The order from Judge James Donato will compensate nearly 1.6 million Illinois class members by at least $345, pending a final accounting of claims and expenses, with them receiving the funds “as expeditiously as possible.” Jay Edelson, a Chicago attorney who filed the lawsuit, told the Chicago Tribune that the checks could be in the mail within two months unless there is an appeal over the ruling.
In his decision, Judge Donato called it one of the largest privacy settlements ever and a “landmark result,” one of the largest settlements ever for a privacy violation. Continuing that it was “a major win for consumers in the hotly contested area of digital privacy.”

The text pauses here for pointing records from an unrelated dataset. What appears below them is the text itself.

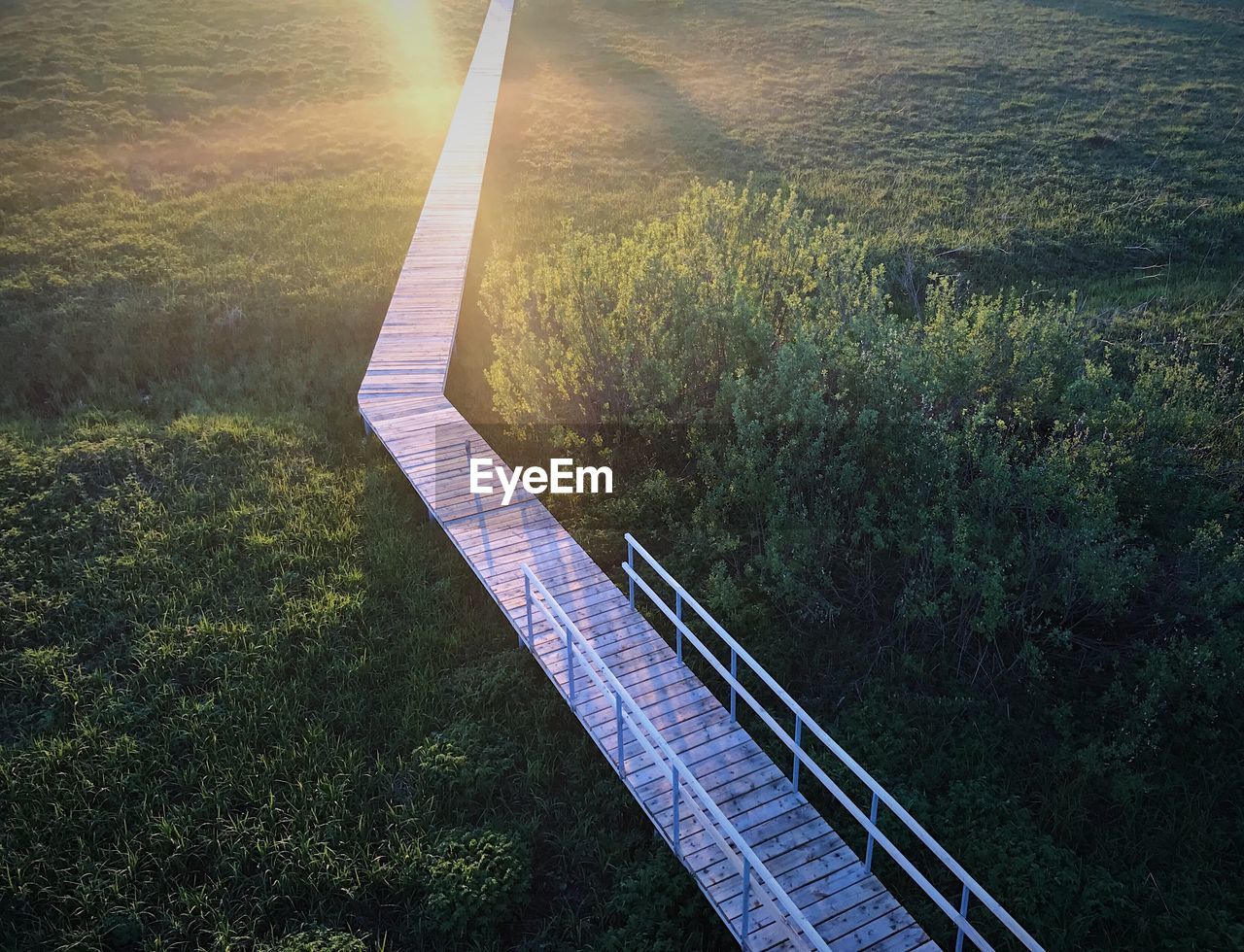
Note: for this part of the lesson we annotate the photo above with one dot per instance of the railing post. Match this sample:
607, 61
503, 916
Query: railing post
794, 769
872, 818
678, 610
527, 588
963, 911
630, 561
675, 784
746, 902
570, 665
734, 676
617, 714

The Class action lawsuit started six years ago when Edelson sued Facebook, alleging it illegally collected biometric data to identify faces in violation of a 2008 Illinois privacy law—the Biometric Information Privacy Act (BIPA). This law requires companies gathering biometric information to obtain the specific consent of the user. It is one of the strictest such laws in the U.S. Similar laws have subsequently passed in Washington and Texas. Still, the BIPA remains the only law in the U.S. that allows private individuals to file for damages stemming from a violation. This damages provision prompted several class-action lawsuits, the first of which came on December 1, 2016, when a Cook County, Illinois judge approved a settlement for $1.5 million in a class-action lawsuit against L.A. Tan Enterprises, Inc. Each person filing a claim received between $125 and $150.

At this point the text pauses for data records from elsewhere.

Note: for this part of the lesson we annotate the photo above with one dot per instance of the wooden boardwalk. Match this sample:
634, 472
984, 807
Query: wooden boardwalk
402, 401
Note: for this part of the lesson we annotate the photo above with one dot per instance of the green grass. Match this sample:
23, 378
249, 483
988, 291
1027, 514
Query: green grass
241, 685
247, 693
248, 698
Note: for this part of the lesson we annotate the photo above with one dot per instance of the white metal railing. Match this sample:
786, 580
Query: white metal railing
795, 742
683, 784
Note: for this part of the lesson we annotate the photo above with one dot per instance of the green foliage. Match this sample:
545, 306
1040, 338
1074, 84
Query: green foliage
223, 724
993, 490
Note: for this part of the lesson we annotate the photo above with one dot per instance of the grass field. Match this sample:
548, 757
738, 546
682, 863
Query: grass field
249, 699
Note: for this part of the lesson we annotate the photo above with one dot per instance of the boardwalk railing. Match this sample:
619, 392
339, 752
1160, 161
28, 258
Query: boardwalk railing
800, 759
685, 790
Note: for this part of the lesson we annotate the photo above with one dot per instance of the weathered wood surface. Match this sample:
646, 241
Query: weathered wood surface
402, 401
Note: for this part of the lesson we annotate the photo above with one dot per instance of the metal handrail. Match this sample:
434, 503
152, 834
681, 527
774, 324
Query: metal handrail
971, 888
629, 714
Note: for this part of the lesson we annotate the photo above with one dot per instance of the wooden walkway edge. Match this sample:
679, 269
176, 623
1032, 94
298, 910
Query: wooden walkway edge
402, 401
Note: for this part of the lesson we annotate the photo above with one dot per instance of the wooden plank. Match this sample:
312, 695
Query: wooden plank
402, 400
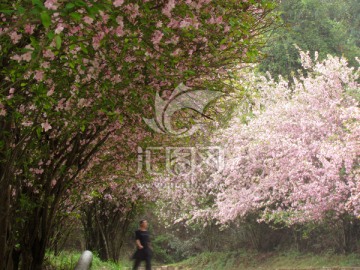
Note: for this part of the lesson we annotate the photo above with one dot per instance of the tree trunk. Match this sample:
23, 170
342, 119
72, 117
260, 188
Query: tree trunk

The action against Facebook alleged that the company did not acquire consent before gathering biometric information. Specifically, they alleged that Facebook’s practice of tagging people in photos using facial recognition without their consent violated state law. The case moved to Chicago federal court, then California federal court, where it got its class-action status.
The “class” included about 6.9 million Illinois Facebook users who had had a face template of themselves created and stored by Facebook after June 7, 2011. To join the class action, Facebook users needed to have been residents of the state of Illinois for at least six months over the last nine years. In all, nearly 1.6 million claim forms, translating to approximately 22% of eligible Illinois Facebook users, were submitted by the Nov. 23 cut-off date.

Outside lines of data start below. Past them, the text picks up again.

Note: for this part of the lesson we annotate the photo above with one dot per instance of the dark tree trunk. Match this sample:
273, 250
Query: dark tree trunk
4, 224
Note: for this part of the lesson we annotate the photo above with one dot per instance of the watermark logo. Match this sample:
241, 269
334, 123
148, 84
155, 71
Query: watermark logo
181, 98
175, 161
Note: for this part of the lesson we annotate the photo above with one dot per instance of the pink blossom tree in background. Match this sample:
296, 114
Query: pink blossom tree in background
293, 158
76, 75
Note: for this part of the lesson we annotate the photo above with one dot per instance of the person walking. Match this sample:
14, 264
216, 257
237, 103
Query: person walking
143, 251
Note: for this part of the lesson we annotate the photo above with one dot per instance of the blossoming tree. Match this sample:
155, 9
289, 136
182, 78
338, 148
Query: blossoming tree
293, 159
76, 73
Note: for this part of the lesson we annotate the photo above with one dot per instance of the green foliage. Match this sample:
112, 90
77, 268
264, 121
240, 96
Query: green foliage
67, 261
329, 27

Out of the $650 million, Donato awarded $97.5 million in attorneys’ fees and about $915,000 in expenses, though, to be fair, they had been working on the case for six years. The court allocated $5,000 to each of the three named plaintiffs, with the rest being divided among all class members equally. In a statement to Agence France-Presse news agency, a Facebook spokesperson said, “we are pleased to have reached a settlement so we can move past this matter, which is in the best interest of our community and our shareholders.”
The automatic facial recognition tagging features were disabled by Facebook and made optional in 2019, tackling some privacy criticisms raised in the Illinois suit. Lawsuits were also lodged against Microsoft, Alphabet, and Amazon in July 2020, accusing them of breaking the same law.
While a $650 million settlement would be too much for any normal company to endure, Facebook’s net income for 2020 was $29.146 billion, and its 2020 value, according to Forbes, was $720 billion.
As representatives at the federal and state level wrestle with potential measures to rein in big tech, the Illinois law gives one potential framework that other states could copy. A mish-mash of aggressive state laws governing how tech companies do business on a state-by-state basis is a regulatory future that could prove quite daunting for the big tech giants.